Я не хотела этого делать: она и раньше заботилась только о своих проблемах, а теперь, после смерти мужа и размолвки с детьми, ей и вовсе было не до меня. Но в тот день, когда это случилось, настроение у меня вдруг изменилось.
Она сидела на кухне и читала какую-то вырезку из «Бостон глоб».
«Смотри, Долорес, — сказала она, — если нам повезет с погодой, то следующим летом мы увидим кое-что интересное».
Я до сих пор помню заголовок той статьи, потому что, когда я его прочитала, во мне словно что-то перевернулось. «Полное затмение закроет небо Новой Англии будущим летом». Там была и маленькая карта, показывающая, какая часть Мэна попадет в зону затмения, и Вера красным карандашом отметила на ней Высокий.
«Следующее будет только через сто лет, — сказала она. — Наши правнуки увидят его, Долорес, но это еще не скоро, поэтому лучше нам посмотреть на это».
«Может, в этот день будет лить как из ведра», — ответила я рассеянно — я думала, она издевается надо мной в том мрачном настроении, в каком пребывала после смерти мужа. Но она рассмеялась и пошла наверх, напевая что-то под нос. Я, помню, удивилась этому.
Часа через два я поднялась к ней застилать постель, где она позже столько времени провела беспомощная. Она сидела в кресле у окна, вязала и все еще напевала. Печка горела, но комната еще не прогрелась как следует — эти большие дома ужасно медленно прогреваются, — и на плечах у нее была ее розовая шаль. Дул резкий ветер с запада, и в окно время от времени брызгали капли дождя. Выглянув в окно, я увидела отблески света на стенке гаража — хмырь сидел у себя и дрых, как клоп в норке.
Я расправляла углы простыни и думала о Джо и о детях, и моя нижняя губа дрожала все сильней. Потом начала дрожать и верхняя.

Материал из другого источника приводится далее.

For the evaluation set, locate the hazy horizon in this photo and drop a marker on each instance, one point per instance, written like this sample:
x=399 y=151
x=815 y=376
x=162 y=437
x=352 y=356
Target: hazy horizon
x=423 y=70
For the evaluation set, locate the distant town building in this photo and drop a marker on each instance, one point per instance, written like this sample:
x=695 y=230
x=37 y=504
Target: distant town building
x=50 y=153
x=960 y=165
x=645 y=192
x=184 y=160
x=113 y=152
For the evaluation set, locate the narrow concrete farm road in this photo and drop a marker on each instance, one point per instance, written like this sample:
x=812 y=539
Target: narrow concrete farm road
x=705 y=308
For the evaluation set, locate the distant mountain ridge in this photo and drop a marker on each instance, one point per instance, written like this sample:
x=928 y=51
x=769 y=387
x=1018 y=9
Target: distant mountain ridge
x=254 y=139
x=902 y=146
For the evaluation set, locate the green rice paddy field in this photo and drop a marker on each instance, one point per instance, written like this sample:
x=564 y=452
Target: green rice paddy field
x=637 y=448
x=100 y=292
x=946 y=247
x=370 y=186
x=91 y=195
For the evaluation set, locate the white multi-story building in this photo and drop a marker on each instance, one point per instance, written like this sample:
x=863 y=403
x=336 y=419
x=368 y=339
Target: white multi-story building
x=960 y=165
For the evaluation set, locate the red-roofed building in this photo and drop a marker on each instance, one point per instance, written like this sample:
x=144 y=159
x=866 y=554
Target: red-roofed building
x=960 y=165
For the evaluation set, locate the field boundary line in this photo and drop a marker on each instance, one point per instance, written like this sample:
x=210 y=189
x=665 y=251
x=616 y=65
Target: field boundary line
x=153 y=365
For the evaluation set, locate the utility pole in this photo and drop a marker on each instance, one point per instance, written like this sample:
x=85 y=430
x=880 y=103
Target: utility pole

Потом глаза мои наполнились слезами, я села на кровать и заплакала.
Нет.
По правде говоря, я не заплакала — я закрыла лицо платком и завыла, думая о том, как это глупо, что я тут сижу, и как я устала и хочу спать. Не знаю, сколько времени я сидела так и выла, но когда я закончила, платок был весь мокрый, а нос хлюпал так, что я еле могла дышать. Я боялась убрать платок и увидеть, как Вера смотрит на меня и говорит: «Кончай спектакль, Долорес. Ты получишь расчет в среду. Кенопенски — так звали хмыря, вспомнила, — привезет тебе деньги». Это было бы на нее похоже. Но все случилось совсем не так. Поведение Веры трудно было предсказать даже тогда, когда мозги у нее были на месте.
Когда я наконец отняла платок от глаз, она сидела со своим вязаньем и смотрела на меня, как на какую-то редкостную букашку. Я помню, что на лбу и щеках ее плясали тени от дождевых струй.